Hommage national à Charles Aznavour ! Certes mais de quelle nature ?
Maintenant que sont éteints les flonflons des hommages tout à fait mérités des gens de culture et du bon peuple à Charles Aznavour, on peut s’interroger sur le cheminement mental qui lui vaut une onction nationale avec passage obligé aux Invalides.
Comme pour Johnny Hallyday d’ailleurs mais dans une moindre mesure car l’hommage rendu à Johnny fut essentiellement populaire avec la seule présence du chef de l’état sur les marches de l’église de la Madeleine.
Aznavour était ce que, par euphémisme, on appelle un exilé fiscal : ce n’est pas un acte de délinquance car chacun est libre d’installer son domicile sous les cieux qui lui chantent mais ce n’est pas un acte de civisme non plus.

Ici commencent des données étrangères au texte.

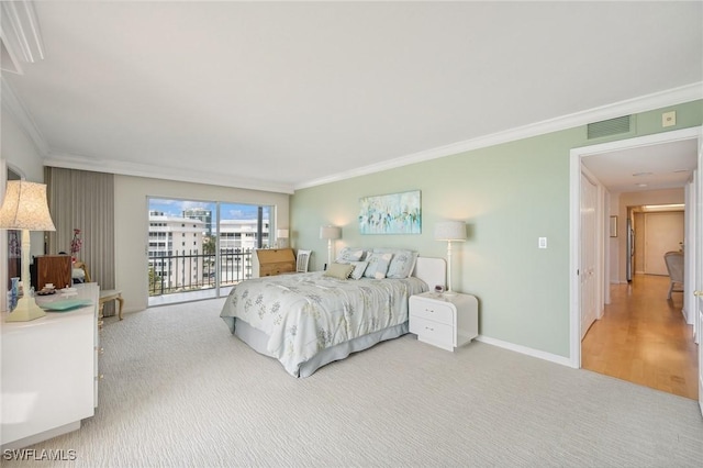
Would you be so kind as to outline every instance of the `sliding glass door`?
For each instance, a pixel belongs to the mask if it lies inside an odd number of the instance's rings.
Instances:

C’est donc quelqu’un qui a choisi de ne pas payer ses impôts en France, donc de ne pas contribuer à la mesures de ses plantureux moyens à la solidarité nationale ?

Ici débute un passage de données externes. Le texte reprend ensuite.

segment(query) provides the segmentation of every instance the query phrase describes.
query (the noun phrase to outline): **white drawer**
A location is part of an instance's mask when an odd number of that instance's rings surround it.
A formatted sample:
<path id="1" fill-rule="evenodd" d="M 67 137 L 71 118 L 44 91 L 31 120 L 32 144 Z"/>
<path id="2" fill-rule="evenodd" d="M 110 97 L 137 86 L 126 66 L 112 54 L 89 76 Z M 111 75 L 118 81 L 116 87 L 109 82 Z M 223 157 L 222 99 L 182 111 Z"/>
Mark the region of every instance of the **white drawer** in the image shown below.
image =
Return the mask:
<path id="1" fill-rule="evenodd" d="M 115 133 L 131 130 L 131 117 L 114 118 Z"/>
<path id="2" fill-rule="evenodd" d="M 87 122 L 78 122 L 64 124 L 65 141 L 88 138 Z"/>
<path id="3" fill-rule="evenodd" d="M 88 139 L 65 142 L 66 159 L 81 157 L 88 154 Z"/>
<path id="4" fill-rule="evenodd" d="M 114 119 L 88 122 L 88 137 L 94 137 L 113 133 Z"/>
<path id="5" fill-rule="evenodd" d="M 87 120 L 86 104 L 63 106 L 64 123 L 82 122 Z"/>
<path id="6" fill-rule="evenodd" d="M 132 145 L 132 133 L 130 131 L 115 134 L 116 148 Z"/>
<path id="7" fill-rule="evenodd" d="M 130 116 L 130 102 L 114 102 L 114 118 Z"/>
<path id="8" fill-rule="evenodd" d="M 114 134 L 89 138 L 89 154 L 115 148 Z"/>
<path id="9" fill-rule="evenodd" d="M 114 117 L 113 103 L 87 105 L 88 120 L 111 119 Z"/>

C’est donc aux funérailles de ce type de personnage que la patrie reconnaissante donne un caractère officiel.
Je ne vais pas faire le procès des choix de vie de Monsieur Aznavour qui mérite bien qu’on lui donne du Monsieur pour son apport à la culture française et surtout pour la symbolique qu’il représente : un enfant d’immigré qui s’est hissé au rang de gloire nationale.
Peut-être le système fiscal français est-il trop gourmand ?
Mais, en l’occurrence à ce que je sache, le civisme est tout de même une valeur sur laquelle se fonde la république, qui la fait vivre et on demande à chacun d’être exemplaire surtout ceux qui ont largement les moyens de l’être.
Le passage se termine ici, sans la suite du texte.